Python
Python programming language in CSC's Supercomputers Puhti and Mahti.
Available
- Puhti: 3.x versions
- Mahti: 3.x versions
System Python is available by default both in Puhti and Mahti without loading any
module. Python 3 (= 3.6.8) is available as python3
. The default system Python does not
include any optional Python packages. However, you can install simple packages for
yourself by the methods explained below.
In Puhti there are several Python modules available that include different sets of scientific libraries:
- python-data - for data analytics and machine learning
- PyTorch - PyTorch deep learning framework
- RAPIDS - for data analytics and machine learning on GPUs
- TensorFlow - TensorFlow deep learning framework
- JAX - Autograd and XLA for high-performance machine learning
- BioPython - biopython and other bioinformatics related Python libraries
- geoconda - for spatial data anlysis
- and several other modules may include Python...
In Mahti:
- python-data - for data analytics and machine learning
To use any of the above mentioned modules, just load the appropriate module, for example:
module load python-data
Typically, after activating the module, you can continue using the commands
python
and/or python3
but these will now point to different versions of
Python with a wider set of Python packages available.
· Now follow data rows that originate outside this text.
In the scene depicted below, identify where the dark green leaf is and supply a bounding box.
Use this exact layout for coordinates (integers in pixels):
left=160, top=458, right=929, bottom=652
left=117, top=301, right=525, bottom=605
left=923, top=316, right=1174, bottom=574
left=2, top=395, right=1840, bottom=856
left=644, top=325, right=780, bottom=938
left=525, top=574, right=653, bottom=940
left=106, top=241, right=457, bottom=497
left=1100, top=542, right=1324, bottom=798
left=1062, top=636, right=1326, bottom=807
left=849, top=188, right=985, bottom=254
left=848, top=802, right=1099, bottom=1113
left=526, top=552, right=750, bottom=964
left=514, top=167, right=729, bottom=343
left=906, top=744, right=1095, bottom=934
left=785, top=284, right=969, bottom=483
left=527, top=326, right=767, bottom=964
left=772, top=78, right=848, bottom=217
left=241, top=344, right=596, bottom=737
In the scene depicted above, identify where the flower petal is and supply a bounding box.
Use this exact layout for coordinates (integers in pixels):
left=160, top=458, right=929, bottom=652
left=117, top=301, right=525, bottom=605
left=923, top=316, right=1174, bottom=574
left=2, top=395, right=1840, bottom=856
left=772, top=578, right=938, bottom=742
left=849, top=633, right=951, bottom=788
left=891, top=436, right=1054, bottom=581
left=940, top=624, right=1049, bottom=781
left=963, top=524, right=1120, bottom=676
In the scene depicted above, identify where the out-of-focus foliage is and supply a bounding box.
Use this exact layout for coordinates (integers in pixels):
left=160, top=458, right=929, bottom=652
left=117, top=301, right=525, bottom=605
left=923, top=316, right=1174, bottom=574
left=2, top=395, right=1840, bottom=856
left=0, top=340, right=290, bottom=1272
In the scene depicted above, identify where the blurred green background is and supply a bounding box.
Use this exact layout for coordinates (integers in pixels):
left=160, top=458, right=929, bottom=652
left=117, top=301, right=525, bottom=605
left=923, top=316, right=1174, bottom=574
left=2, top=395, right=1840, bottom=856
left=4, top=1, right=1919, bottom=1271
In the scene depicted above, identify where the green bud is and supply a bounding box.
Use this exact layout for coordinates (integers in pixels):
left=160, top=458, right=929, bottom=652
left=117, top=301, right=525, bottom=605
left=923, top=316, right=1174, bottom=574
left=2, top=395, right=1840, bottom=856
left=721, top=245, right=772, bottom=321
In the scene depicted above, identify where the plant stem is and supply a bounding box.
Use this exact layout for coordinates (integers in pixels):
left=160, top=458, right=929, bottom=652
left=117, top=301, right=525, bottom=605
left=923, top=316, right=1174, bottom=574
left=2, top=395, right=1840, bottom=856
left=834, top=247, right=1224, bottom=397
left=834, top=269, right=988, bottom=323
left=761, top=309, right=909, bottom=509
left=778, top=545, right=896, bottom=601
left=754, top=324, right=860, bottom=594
For more details, check
the corresponding application documentation (when available).
Installing Python packages to existing modules
If you find that some package is missing from an existing module, you can often
install it yourself with: pip install <newPythonPackageName> --user
The packages are by default installed to your home directory under
.local/lib/pythonx.y/site-packages
(where x.y
is the version of Python being
used). If you would like to change the installation folder, for example to make
a project-wide installation instead of a personal one, you need to define the
PYTHONUSERBASE
environment variable with the new installation local. For
example to add the package whatshap
to the python-data
module:
module load python-data
export PYTHONUSERBASE=/projappl/<your_project>/my-python-env
pip install --user whatshap
In the example, the package is now installed inside the my-python-env
directory in the project's projappl
directory. Run unset PYTHONUSERBASE
if you
wish to later install into your home directory again.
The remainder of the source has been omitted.